The U.S. Chamber of Commerce, for its part, supports providing more stability for illegal immigrants.

“We have 10.5 million illegal workers in the United States right now," Chamber President Thomas Donohue said. "If they went home, we’d have to shut down the country.”

And Sen. Orrin Hatch, R-Utah, chairman of the Judiciary Committee, welcomed the proposal, saying, “I commend President Bush for this constructive step toward important and, frankly, overdue immigration reform.”

Political, Left unsaid during the president’s speech were the political dividends White House advisers hoped the proposal would pay.

By dangling the prospect of legal status to 8 million illegal immigrants now estimated to be in this country, about half of them Mexican, Bush was granting a top priority of the business community while making his most aggressive move yet to court Latino voters. He won just more than a third of that constituency in 2000 but wants to expand his support in the community to better his chances for re-election in November.

Polls have shown support for allowing illegal immigrants to obtain legal status. In a 2002 survey by the Pew Hispanic Center and the Kaiser Family Foundation, 69 percent of all respondents and 90 percent of Latinos said they would favor such a program, while 28 percent of all respondents and 8 percent of Latinos opposed it.

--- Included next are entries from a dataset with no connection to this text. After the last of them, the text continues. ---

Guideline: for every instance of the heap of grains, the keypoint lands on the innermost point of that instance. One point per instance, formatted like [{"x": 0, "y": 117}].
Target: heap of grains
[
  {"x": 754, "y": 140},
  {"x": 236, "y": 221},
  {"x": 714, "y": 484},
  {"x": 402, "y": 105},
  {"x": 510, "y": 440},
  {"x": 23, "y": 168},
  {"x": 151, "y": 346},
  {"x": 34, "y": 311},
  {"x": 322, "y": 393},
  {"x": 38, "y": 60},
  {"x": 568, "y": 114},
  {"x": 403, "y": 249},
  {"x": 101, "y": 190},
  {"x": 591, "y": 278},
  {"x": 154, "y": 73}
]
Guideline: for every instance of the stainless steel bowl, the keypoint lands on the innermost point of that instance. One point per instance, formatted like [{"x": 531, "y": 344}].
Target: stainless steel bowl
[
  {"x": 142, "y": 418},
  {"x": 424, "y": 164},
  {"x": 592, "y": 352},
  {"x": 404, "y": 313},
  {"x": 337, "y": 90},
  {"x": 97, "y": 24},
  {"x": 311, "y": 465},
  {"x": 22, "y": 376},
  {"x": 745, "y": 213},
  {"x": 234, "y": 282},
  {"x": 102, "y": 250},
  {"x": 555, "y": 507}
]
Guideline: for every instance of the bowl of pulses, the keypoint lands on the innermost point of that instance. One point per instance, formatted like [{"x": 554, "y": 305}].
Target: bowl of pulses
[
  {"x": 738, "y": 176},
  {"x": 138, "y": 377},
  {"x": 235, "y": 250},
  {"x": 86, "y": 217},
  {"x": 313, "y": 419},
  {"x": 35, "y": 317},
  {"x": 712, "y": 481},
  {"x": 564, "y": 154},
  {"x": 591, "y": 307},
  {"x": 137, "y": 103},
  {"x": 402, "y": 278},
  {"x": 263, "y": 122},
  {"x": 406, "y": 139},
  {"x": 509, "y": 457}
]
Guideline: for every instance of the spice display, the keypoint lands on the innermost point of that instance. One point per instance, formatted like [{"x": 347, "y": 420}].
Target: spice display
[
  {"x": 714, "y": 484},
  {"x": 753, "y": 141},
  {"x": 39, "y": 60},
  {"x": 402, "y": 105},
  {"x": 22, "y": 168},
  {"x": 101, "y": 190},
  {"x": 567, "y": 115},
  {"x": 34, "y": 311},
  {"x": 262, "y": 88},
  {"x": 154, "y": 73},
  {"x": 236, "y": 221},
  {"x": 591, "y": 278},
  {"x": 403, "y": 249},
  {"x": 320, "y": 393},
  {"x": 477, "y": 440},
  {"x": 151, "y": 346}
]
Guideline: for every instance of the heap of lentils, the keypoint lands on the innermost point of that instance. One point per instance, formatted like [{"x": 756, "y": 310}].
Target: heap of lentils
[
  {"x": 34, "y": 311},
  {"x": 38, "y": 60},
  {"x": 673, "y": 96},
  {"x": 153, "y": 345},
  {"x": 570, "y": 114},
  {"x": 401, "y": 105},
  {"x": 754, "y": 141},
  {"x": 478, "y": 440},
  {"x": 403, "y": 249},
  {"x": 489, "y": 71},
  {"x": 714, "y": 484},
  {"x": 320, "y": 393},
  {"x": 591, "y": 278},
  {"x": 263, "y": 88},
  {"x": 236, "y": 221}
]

Announcement of the plan also came just before Bush was scheduled to meet with Mexican President Vicente Fox on Monday at the Summit of the Americas in Monterrey, Mexico. Bush briefed Fox on Wednesday shortly before announcing his proposal.

Relations between the two leaders grew frosty as immigration reforms sought by Fox stalled after the Sept. 11, 2001, terrorist attacks on the United States, but Fox welcomed Bush’s plan Wednesday, saying it would recognize the contribution Mexican workers made to the United States.

The temporary worker program would mean Mexican workers “can have all the rights that any other worker in that country has even though they do not have American citizenship or documents at the moment,” Fox said at a school ceremony in Mexico City to mark the start of a new education term.